Die Chance dagegen bietet die Musik: Brittens Partitur bietet süffige Chorszenen, schwelgt in Klang und Farbe und setzt auch schrill gepfefferte, rhythmische Akzente.

Superbes Bühnenbild

Die Luzerner Produktion akzentuiert quasi beides. Die Inszenierung trumpft zwar mit einem superben Bühnenbild auf. Und Regisseur Nicholas Broadhurst gelingt es vor allem in den Tierszenen, die platt moralisierenden Züge des Stücks ironisch aufzubrechen. Der anschmiegsame Hund von Sumi Kittelberger und das erotisch säuselnde Katzenduo von Tanja Ariane Baumgartner und Caroline Vitale sind Kabinettstücke an Komik. Das Spiel der Hauptfiguren dagegen kommt nicht über eingängige Cowboy- und Pionierklischees hinaus. Das gilt auch für die Stimme des Riesen Bunyan. Sie kommt aus Lautsprechern unsichtbar von oben und wird von Christoph Künzler mit ungebrochen schwärmerischem Pathos gegeben.

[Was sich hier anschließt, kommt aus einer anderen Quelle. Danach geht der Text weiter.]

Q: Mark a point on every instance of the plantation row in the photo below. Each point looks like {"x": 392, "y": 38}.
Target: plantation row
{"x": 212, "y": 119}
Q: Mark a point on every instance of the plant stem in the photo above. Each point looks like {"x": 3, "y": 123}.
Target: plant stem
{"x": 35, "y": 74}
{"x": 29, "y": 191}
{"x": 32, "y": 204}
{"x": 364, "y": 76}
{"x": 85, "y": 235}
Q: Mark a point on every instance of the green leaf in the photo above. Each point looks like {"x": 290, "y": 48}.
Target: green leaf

So bleibt es vor allem bei der musikalischen Ehrenrettung des Stücks. Sie ist zum einen dem vorzüglichen Ensemble zu verdanken, dem man freilich noch mehr musikalische Einsatzmöglichkeiten gewünscht hätte.

Emotionale Höhenflüge

Jason Kim veredelt mit seinem Tenorschmelz die Künstlerträume des Buchhalters. Der Cowboy von Andreas Scheidegger bringt die Vitalität eines Naturburschen ins Spiel ein. Mit Simone Stock (Bunyans Tochter) verhilft er dem Abend zu emotionalen Höhenflügen. Tobias Hächler spitzt als Vorarbeiter den Konflikt zwischen Rebellion und Pflichtbewusstsein zu drastischem Realismus zu darstellerisch wie sängerisch ein Ausbund an Kraft und Energie.

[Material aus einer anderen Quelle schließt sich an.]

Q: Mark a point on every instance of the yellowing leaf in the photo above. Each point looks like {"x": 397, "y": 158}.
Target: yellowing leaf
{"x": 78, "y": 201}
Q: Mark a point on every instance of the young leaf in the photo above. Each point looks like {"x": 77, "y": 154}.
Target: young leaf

Die musikalische Hauptrolle in diesem zwischen Opernernst, Operettenkomik und Musicaltableaus wechselnden Stück spielen freilich der Theaterchor sowie das Orchester. Unter der Leitung von Rick Stengards zeigen beide, dass hier die eigentlichen Stärken dieses Stücks liegen, das Britten lange Zeit selber unter Verschluss hielt.

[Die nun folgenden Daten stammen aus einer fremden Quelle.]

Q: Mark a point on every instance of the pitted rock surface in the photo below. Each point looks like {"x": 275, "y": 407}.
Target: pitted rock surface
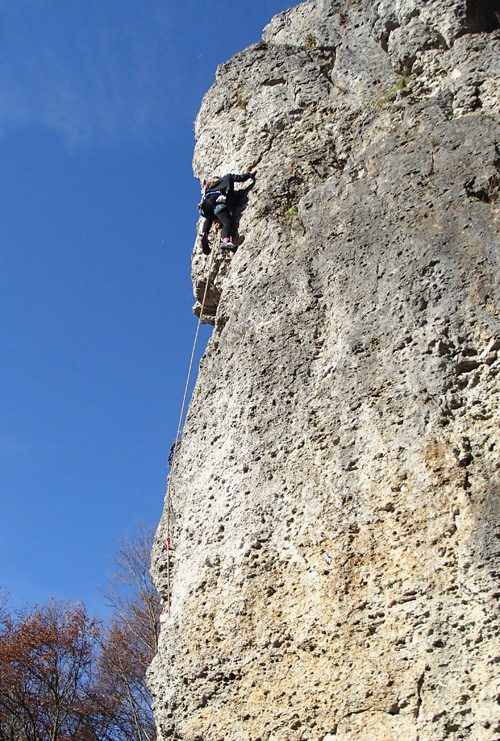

Geteilt blieben so auch die Meinungen im Publikum. Das reichte von einzelnen Besuchern, die die Vorstellung in der Pause verliessen, bis hin zu begeisterten Stimmen. Sie schätzten vor allem die Mischung von Ernst und Komik, Besinnlichkeit und Leichtigkeit, die sich zu einem insgesamt ansprechenden Abend verbinden. Nicht zuletzt der Hollywoodesk hochgepeitschte Schluss ermunterte zum nicht überbordenden, aber doch langen Schlussapplaus.